# Cooking Without Borders



## jim berman (Oct 28, 1999)

So, I am with my teaching partner and 11 students in Italy for a long-planned culinary experience, including classes, market immersions and... well... some good eating! Just wanted to share some pics from today's class on tortellini making and pan-roasted chicken. A special thanks to ChefTalk for supporting our journey!


----------



## kyheirloomer (Feb 1, 2007)

Been following the blog, Jim. Sounds (and looks) like you're all having the adventure of a lifetime.


----------



## ishbel (Jan 5, 2007)

I hope you are all enjoying yourself and learning a great deal.

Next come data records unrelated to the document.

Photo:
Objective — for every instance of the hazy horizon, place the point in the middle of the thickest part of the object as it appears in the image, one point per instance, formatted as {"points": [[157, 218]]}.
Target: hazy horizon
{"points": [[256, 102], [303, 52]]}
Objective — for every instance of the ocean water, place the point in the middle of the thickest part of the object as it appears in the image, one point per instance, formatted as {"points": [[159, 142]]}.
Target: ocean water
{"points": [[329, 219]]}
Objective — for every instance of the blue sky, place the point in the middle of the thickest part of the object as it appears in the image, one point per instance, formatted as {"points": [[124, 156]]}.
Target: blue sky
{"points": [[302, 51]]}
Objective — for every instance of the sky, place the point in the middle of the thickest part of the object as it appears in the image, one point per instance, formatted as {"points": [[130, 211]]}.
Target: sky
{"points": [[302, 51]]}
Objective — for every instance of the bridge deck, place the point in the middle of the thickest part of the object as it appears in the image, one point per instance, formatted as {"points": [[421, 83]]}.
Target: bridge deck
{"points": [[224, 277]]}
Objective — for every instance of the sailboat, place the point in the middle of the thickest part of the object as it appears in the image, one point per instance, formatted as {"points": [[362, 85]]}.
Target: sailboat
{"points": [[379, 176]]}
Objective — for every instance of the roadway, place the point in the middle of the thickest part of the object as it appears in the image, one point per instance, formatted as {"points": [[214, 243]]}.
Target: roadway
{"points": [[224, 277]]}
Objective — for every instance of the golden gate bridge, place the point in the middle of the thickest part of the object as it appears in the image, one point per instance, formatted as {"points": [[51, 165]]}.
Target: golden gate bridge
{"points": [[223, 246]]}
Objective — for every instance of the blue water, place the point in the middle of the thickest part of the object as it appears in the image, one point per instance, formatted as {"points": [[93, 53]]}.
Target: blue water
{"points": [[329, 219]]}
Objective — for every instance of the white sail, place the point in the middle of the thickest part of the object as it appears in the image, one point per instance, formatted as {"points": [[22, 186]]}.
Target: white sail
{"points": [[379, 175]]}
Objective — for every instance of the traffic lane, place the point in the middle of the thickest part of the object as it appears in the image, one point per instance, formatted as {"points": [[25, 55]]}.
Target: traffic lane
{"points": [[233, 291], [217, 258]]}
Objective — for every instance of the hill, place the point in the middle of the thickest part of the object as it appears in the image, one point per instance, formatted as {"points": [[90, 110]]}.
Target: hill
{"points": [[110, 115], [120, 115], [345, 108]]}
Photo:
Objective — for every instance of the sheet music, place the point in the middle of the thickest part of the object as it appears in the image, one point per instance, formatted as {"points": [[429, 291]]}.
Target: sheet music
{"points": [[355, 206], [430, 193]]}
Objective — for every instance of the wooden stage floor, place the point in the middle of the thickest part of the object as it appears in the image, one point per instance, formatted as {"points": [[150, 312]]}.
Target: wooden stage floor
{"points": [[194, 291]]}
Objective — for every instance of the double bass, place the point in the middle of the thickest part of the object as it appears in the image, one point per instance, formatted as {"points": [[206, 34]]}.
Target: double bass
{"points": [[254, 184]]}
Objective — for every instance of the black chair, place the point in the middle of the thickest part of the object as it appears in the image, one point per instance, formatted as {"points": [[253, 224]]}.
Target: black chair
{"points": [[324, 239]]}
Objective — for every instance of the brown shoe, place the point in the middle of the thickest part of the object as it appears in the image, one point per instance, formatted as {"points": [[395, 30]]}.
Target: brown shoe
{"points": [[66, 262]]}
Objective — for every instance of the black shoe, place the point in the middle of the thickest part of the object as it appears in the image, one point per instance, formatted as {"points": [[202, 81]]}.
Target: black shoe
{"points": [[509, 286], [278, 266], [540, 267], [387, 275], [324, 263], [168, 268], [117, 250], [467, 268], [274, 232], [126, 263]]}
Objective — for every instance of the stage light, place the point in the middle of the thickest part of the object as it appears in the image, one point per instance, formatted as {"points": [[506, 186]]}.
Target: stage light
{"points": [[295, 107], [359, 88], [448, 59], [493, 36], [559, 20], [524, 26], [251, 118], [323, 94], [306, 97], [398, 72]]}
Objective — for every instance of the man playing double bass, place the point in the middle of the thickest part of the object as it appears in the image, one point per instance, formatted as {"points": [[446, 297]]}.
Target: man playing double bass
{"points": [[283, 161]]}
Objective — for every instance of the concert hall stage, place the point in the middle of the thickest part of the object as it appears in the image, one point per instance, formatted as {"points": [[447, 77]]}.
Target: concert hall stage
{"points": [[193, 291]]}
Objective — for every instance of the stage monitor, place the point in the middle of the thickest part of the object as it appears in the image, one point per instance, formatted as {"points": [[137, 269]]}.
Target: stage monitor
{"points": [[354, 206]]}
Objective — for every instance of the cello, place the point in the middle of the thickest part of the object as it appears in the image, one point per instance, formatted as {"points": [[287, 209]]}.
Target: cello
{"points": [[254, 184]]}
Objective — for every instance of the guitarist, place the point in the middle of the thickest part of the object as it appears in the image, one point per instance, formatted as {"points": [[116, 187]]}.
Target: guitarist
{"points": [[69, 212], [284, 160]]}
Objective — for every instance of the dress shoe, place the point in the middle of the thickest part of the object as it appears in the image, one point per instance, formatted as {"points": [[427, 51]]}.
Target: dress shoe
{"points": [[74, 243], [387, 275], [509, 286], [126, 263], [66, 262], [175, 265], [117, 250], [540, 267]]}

I love Tuscany and Liguria and have holidayed in both areas many times - and attended a number of cookery courses in both areas!


----------



## jim berman (Oct 28, 1999)

We are having a blast! Learning a ton... Gnocchi e' Pomodoro today!


----------



## petalsandcoco (Aug 25, 2009)

I just joined....I am now following. It looks like your all having a wonderful time. Enjoy the experience, looking forward to more posts, thanks for sharing.


----------



## jim berman (Oct 28, 1999)

Thanks for following along. We are having new adventures every day! Spent the day kicking aorund San Benedetto yesterday and had the chance to eat a great meal of mussels, pasta with cockles, calamari and marinated tomatoes. Oh my!


----------



## cape chef (Jul 31, 2000)

What a wonderful life experience for you & your students, you really are a special breed Jim & Delaware & our industry is better because of you & your energy to teach.


----------



## culinuthiast (May 4, 2010)

juicy post, love it, keep it coming please.

(compliments to your photograhper for making tomato concassee diamonds so intriguing? =P)


----------



## jim berman (Oct 28, 1999)

It has been fun to document our travels! We are creating a meal tonight with ingredients found only in the markets of Ripatransone. Tomorrow, we head through Umbria and on to Rome for our departure back to the states.

Below are some pics from dinner the winery.... a life-changing experience!


----------



## ishbel (Jan 5, 2007)

Those photographs make me nostalgic for past trips to Italy and ENTHUSIASTIC for my next one (Liguria, early September!)


----------